Thai boxing used the thighs a lot in attack and those things they had been up against earlier tonight may have seemed insubstantial, rotting, facsimiles of humans but they were tough like old leather, meat fossilized to rock, bone ossified, unyielding and hard.
But she had given as well as she took from those motherfuckers and they had led her down a road she never knew she would ever take. Patra shivered. A quake starting from the pit of her stomach, radiating outwards and feeling like it resonated bluntly with the gold piercing in her clitoris. Shivering even amidst the steam, Patra let the water wash through her cornrows and sluice down her body carrying with it blood, dust and chewed up gore.
No woman and especially a black woman after having her hair ‘Did’ the way she liked it would allow the elements to taint it. Rain, showers even vigorous lovemaking can flip the switch from good girl to crazy bitch because it was important to keep the myth of female perfection alive. Patra propagated that belief but tonight was different.
Tonight she was washing away blood from her skin some hers, most others’, watching it flow from her and swirl away down into the sewers, not caring about her coiffure.

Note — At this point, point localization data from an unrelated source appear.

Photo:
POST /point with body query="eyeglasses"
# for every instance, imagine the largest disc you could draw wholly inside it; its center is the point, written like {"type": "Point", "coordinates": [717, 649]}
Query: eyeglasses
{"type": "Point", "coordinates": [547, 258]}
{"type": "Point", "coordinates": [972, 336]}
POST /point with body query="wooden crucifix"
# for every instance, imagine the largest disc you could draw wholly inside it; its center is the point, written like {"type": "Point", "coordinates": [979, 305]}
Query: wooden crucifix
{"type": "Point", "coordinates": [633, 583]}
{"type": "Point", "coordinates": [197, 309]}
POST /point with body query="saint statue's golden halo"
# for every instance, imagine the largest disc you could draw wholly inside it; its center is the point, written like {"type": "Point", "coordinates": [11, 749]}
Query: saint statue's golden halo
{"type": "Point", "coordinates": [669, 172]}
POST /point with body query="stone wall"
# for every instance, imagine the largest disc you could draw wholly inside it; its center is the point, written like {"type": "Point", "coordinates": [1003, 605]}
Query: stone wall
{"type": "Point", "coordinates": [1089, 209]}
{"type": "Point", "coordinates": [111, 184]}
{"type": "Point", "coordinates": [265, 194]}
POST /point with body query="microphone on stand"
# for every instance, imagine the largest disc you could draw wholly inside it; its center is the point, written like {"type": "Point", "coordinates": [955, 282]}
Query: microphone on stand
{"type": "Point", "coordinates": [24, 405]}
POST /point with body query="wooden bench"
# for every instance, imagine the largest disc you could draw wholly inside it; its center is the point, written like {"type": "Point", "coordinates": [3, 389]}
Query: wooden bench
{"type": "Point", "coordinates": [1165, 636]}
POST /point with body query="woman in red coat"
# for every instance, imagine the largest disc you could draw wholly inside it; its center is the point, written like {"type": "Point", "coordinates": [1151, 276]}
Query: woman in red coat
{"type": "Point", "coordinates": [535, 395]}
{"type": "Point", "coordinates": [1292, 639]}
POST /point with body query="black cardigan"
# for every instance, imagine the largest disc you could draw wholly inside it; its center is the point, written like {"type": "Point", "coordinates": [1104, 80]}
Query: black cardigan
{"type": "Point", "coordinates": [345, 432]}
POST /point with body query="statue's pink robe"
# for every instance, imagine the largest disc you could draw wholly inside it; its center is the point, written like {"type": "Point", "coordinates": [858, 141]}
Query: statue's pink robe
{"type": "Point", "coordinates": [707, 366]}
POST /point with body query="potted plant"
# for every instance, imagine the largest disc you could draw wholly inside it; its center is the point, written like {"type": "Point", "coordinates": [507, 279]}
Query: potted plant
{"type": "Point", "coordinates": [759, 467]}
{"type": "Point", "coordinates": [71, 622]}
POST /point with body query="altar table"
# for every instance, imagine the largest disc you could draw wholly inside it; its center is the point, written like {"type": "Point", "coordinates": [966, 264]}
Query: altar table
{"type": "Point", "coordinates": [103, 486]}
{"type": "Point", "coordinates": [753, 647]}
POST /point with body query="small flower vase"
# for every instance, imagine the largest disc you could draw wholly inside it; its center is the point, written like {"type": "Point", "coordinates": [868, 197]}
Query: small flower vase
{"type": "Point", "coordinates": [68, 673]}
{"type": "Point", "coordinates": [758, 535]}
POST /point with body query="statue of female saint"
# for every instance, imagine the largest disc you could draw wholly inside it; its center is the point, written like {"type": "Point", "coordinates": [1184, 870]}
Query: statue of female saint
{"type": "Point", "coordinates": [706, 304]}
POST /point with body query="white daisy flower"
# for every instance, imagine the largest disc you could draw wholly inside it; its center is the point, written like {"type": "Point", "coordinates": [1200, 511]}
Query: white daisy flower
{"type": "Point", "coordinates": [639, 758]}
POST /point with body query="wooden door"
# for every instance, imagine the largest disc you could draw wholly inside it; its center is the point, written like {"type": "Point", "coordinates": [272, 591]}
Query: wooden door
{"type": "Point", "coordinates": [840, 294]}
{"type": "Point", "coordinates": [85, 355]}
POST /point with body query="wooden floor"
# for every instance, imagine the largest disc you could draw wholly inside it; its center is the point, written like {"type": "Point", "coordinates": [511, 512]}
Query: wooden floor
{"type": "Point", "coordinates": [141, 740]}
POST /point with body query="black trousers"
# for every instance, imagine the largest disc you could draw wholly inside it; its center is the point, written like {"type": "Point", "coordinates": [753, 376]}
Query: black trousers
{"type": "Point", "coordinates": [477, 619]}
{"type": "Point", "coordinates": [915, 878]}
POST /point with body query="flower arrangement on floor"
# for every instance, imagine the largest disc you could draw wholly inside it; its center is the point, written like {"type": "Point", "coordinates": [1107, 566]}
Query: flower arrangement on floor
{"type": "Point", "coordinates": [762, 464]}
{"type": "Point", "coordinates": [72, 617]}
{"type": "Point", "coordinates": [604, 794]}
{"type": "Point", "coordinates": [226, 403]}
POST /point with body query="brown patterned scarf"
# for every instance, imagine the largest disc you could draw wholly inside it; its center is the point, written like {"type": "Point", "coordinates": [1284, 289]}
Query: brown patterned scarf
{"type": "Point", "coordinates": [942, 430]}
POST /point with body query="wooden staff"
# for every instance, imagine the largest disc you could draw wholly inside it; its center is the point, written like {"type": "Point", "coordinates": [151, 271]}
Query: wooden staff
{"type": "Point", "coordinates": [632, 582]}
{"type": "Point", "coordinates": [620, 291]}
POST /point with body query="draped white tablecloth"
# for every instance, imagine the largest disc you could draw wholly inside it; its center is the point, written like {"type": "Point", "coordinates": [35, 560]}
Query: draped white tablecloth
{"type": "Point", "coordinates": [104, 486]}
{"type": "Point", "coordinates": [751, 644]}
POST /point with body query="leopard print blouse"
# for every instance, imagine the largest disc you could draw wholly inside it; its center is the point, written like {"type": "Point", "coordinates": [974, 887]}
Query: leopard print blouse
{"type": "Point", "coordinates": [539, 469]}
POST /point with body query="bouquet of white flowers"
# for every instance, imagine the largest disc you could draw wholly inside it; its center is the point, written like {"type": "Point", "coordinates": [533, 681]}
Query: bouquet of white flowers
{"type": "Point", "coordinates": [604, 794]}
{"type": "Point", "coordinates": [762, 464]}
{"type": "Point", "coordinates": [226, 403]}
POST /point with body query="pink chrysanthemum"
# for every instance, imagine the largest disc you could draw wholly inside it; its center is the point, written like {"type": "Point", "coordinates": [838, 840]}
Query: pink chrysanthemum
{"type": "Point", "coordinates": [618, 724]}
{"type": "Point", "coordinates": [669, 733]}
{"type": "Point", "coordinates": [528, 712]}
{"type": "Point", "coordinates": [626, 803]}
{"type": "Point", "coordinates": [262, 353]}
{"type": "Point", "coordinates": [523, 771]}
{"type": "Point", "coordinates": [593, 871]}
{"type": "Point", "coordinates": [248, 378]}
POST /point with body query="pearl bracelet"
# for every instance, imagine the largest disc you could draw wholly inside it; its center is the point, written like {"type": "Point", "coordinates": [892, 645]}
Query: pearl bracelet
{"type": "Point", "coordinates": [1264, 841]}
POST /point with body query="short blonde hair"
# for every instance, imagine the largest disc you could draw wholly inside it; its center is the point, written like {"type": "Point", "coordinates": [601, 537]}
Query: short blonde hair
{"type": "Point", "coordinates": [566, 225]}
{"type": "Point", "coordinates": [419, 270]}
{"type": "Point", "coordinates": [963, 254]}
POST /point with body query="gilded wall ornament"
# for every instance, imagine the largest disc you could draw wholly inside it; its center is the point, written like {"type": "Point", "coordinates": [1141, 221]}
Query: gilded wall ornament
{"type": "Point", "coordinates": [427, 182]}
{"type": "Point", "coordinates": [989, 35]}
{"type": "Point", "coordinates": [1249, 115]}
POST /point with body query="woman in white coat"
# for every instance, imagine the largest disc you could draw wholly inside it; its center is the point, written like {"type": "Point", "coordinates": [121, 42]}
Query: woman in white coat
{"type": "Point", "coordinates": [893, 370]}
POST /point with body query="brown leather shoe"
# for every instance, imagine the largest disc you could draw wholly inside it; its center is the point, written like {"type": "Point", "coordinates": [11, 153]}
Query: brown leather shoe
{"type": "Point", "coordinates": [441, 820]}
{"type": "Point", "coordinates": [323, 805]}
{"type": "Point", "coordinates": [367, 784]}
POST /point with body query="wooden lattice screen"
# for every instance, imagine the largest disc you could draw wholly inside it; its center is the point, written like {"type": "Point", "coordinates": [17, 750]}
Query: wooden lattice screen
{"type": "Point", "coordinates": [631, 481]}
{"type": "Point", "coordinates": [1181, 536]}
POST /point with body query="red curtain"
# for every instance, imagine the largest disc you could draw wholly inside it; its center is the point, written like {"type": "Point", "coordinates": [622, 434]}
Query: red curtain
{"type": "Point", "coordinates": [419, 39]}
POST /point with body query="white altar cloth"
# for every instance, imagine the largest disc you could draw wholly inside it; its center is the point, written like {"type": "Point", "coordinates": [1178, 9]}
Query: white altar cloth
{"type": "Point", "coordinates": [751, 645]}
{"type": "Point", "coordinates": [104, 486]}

She braced herself on the mirror, looking at her hands and her cracked and shattered nail extensions and swore. She needed as complete overhaul, hair and nails. And then she wondered about her state of mind. Patra’s eyes caught a wash puff made from some kind of mildly abrasive synthetic material folded into itself to form a cute ball and thought this wasn’t the kind of thing Spokes would use on himself. Then she saw the store label and smiled weakly. He had tried his best to make them welcome, his angels, Spokes Angels. Maybe taking the job in the first place was a mistake? Things weren’t going so well and yet Patra had felt truly alive through it all. If her risk free attitude could possibly be ramped up then knowing Spokes had done just that. It was just the consequences of that rush she had conveniently decided to not think of. No biggy, life had chosen to show it to her anyway. She plucked it from the sucker attached to the wall, soaked it in liquid soap and began to scrub herself.